Bu yazıda doktoram sırasında okuduğum ve kuantum fiziği ve tarihine meraklılara ilk sırada tavsiye ettiğim bir kitaptan bahsedeceğim. MIT fizik ve bilim tarihi bölümleri üyesi David Kaiser’in yazdığı “Hippiler Fiziği Nasıl Kurtardı” (How the Hippies Saved Physics) soğuk savaş dönemi içinde kuantum fiziğinin gelişiminin akademide kendine yer bulamayıp, bir bakıma dışlanmış bir avuç “hippi” fizikçinin doğrudan ya da dolaylı çabalarıyla nasıl geri hayata döndüğünü anlatıyor.

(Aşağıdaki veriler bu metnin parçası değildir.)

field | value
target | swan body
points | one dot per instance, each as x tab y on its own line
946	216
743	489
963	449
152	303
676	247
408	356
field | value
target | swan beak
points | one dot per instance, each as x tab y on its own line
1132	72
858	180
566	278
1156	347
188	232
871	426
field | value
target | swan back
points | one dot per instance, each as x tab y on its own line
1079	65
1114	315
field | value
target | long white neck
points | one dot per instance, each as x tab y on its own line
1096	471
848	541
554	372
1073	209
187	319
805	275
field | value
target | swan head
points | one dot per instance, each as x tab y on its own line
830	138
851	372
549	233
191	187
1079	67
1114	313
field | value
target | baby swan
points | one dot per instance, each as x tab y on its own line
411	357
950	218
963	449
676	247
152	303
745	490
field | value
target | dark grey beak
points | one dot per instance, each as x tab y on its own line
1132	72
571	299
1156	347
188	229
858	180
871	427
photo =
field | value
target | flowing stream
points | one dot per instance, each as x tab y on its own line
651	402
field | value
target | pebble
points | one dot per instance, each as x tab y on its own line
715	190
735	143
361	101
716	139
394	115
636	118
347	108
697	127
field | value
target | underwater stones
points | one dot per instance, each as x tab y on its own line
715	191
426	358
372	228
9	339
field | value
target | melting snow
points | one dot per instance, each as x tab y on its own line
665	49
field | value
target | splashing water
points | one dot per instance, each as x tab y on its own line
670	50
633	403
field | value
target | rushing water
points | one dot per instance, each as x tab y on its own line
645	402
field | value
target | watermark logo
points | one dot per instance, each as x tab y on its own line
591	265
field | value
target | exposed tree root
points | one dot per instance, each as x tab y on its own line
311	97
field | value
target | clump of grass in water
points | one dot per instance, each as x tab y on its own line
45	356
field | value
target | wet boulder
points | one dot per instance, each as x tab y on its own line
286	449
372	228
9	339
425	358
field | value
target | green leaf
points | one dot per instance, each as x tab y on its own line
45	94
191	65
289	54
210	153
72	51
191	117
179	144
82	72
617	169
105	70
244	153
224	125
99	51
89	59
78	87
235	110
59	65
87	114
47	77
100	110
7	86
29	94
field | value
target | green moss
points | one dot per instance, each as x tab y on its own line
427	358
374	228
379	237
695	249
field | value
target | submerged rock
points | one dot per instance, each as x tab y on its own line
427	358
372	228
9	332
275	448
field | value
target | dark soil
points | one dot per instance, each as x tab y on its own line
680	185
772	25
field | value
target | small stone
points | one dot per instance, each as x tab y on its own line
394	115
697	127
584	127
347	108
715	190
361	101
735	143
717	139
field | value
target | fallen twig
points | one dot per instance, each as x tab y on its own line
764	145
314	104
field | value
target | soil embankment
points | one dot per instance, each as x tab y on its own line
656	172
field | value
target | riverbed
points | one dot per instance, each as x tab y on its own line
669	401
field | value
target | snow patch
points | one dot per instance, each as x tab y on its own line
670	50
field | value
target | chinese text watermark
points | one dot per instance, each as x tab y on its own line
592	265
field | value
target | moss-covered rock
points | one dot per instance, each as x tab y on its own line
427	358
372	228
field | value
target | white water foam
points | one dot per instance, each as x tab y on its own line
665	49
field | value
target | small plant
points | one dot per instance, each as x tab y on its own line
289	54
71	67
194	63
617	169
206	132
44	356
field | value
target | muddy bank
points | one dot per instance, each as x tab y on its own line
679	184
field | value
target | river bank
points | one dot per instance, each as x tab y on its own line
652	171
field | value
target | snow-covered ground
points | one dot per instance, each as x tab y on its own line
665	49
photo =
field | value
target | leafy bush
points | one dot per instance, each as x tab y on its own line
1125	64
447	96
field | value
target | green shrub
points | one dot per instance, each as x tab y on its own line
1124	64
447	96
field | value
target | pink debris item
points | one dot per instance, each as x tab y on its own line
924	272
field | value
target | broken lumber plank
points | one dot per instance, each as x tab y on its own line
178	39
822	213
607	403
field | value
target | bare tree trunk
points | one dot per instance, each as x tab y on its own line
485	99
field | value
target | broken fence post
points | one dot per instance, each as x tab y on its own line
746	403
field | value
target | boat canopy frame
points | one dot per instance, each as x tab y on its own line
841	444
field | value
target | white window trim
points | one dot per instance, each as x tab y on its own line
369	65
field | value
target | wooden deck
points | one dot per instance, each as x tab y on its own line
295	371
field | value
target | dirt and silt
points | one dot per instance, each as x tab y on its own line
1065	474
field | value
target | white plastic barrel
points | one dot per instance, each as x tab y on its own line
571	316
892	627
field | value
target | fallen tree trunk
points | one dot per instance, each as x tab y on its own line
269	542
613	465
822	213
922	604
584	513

“Geri hayata döndüğünü” dedim, çünkü kuantum fiziği ilk temelleri atıldığı 1920’lerden itibaren katı hal fiziği, atomik fizik, kimya ve diğer birçok alanlara son derece başarıyla uygulanmış; 1930 ve 40’lardan itibaren şekillenen kuantum alan teorisi ve sonradan bunların üzerine bina edilen “standart model” ile de parçacık fiziğinin temellerini oluşturmuştu. Kuantum fiziği bu yıllarda deney üzerine deney ile doğrulanmakta, teorinin doğruluğu ve bütünlüğü üzerine Einstein ve Schrödinger gibi büyük isimlerin başlattığı sorgulamaları alevlendirmek tabu olarak görülüyordu. Kuantum fiziğinin temellerinin sorgulanmadan halihazırda birçok probleme çözüm getirmesi ve başarıyla uygulanmasına ek olarak, 2. Dünya Savaşı’nın finalinde Japonya’ya atılan çifte atom bombası fizikçileri “gerçeği sorgulayan, doğayla uğraşan insan” stereotipinden “savaş kazandıran, stratejik değeri olan iş gücü” konumuna getirmişti. Tarih boyunca bilimciler savaş ve politikayla zaten içiçe olageldiyse (Sirakuza savumasında öldürülen Arşimet ya da icat ettiği teleskobu Venedik doçuna ‘bununla düşman gemilerini önceden görebilirsiniz’ diye pazarlayan Galileo Galilei mesela) bile Hiroşima ve Nagazaki üzerindeki mantar bulutları bu ilişkiye oldukça dramatik bir sembol olmuş ve fizikçiler bir anda selebriti olmuşlardı.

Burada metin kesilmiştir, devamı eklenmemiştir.